The December household labour force survey showed signs of stabilisation in the labour market. The number of people employed fell by 2000 or 0.1 per cent, compared with an average of 17,000 jobs lost in the three previous quarters.
But the number of people chasing what jobs there are surged, rising by 18,000.
That pushed the unemployment rate up to 7.3 per cent, the highest for 10 years, and the number of unemployed to 168,000, the highest since 1993.
The jobless - a broader measure which includes those available to work but not actively seeking work, which is a requirement of counting as officially unemployed - rose 23,000 to 276,000.
At 7.3 per cent the unemployment rate was up steeply from 6.5 per cent in September and much higher than the market consensus (6.8 per cent) or Reserve Bank (6.6 per cent) had forecast.
Short-term wholesale interest rates fell on the news. Market pricing now implies it is now more likely than not that the Reserve Bank will leave the official cash rate steady in April, although a rise of at least 25 basis points (to 2.75 per cent) and maybe 50 in June is still priced in.
The NZ dollar dropped more than half a cent against both the US dollar and the Australian.
The surprise was not on the demand side - a 0.1 per cent fall in employment was what the market and the bank had forecast - but on the supply side.
The working-age population (everyone over 15) rose 14,500 in the quarter and 49,000 over the year, boosted by a net migration gain of 21,000.
In addition it has been a feature of the latest recession that the labour force participation rate - the proportion of working age people either employed or actively seeking work - has stayed high.
In previous recessions, the "discouraged worker effect" saw a lot of people withdraw from the labour market, meaning they were out of work but not officially unemployed.
In the December quarter the participation rate rose, from 68 to 68.1 per cent, representing an extra 3400 looking for work.

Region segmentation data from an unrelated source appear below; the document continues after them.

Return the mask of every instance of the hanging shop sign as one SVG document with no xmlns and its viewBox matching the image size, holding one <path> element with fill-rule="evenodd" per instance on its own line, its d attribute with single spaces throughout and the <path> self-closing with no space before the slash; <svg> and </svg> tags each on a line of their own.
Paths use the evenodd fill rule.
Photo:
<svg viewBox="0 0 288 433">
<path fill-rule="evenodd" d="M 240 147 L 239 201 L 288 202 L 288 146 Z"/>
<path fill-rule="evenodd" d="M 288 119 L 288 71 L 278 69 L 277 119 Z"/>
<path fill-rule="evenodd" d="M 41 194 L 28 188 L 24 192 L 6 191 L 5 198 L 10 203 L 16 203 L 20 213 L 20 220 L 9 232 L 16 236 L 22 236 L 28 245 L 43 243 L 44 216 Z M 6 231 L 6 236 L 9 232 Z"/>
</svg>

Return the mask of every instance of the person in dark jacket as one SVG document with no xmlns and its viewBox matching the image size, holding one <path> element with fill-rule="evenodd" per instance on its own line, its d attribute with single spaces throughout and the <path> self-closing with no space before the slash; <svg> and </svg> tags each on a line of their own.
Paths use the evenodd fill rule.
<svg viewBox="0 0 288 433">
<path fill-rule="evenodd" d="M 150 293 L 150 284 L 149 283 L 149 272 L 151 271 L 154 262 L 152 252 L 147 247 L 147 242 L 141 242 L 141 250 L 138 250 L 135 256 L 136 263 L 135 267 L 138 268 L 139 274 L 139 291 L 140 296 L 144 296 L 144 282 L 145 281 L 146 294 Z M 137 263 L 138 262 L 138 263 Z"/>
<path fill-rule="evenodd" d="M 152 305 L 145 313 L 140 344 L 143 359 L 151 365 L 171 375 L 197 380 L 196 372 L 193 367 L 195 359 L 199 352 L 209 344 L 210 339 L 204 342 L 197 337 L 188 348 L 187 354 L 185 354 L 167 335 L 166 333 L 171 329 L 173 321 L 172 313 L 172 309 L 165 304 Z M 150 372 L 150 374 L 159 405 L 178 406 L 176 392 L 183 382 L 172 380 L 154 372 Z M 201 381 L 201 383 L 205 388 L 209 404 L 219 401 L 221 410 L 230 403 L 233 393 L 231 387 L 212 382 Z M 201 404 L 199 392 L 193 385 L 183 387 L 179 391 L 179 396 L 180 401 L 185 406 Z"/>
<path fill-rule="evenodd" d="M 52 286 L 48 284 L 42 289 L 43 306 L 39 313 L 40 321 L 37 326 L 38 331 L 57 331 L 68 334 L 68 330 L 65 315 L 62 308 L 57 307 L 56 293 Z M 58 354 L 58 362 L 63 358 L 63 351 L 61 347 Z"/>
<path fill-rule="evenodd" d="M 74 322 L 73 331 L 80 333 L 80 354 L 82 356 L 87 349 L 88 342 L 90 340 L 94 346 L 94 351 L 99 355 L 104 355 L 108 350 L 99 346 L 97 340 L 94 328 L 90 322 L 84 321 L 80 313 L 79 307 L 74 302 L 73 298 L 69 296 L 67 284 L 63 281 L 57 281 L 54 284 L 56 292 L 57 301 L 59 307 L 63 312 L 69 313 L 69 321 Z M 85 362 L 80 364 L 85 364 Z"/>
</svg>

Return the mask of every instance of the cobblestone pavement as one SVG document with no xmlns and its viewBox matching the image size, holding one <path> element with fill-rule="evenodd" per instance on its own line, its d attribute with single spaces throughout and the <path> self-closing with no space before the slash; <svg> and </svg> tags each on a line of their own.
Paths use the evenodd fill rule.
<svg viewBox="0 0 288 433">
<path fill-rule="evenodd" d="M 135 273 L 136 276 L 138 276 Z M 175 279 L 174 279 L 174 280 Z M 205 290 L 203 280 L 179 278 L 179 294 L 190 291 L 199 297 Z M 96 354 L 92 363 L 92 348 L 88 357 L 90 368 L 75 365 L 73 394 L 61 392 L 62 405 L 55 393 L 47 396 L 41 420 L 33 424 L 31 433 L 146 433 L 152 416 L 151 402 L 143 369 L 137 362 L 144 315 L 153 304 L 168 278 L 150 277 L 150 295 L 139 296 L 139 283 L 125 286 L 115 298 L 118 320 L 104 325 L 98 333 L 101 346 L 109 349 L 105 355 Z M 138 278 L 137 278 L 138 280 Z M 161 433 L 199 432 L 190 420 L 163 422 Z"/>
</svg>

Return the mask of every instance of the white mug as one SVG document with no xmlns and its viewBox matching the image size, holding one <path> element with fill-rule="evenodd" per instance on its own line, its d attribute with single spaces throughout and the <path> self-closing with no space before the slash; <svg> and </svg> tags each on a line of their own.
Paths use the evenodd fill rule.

Bank of New Zealand economist Stephen Toplis said it would be wrong to interpret the data as a sign that the economy's pick-up was weaker than expected.
He expects the December quarter to be the last to record net shedding of jobs.
What the higher unemployment rate did indicate, Toplis said, was more spare capacity in the labour market than the Reserve Bank had expected and a greater disinflationary impact on wages, and that was corroborated by the feeble wage growth reported on Tuesday.
"The combined labour market data this week is at best consistent with the Reserve Bank's view that they don't need to hike rates until June, and conceivably suggests they could delay it even longer."
The BNZ economists, who had been at the gloomier end of forecasts about where unemployment would peak, were sticking to a peak of 7.4 per cent mid-year, he said.
Deutsche Bank chief economist Darren Gibbs said that as the recovery proceeded, employment growth would gradually resume - perhaps in the current quarter, but more so in the June quarter - suggesting the unemployment rate is likely to be close to its peak.
Goldman Sachs JBWere economist Philip Borkin pointed to other signs of weakness in yesterday's data - a 0.4 per cent decline in hours worked in the quarter and a drop of 0.3 per cent in full-time employment - as evidence that the labour market was not yet consistent with the "self-sustaining" recovery the Reserve Bank is looking for.
He said it raised the real possibility the bank would wait even beyond June to begin tightening.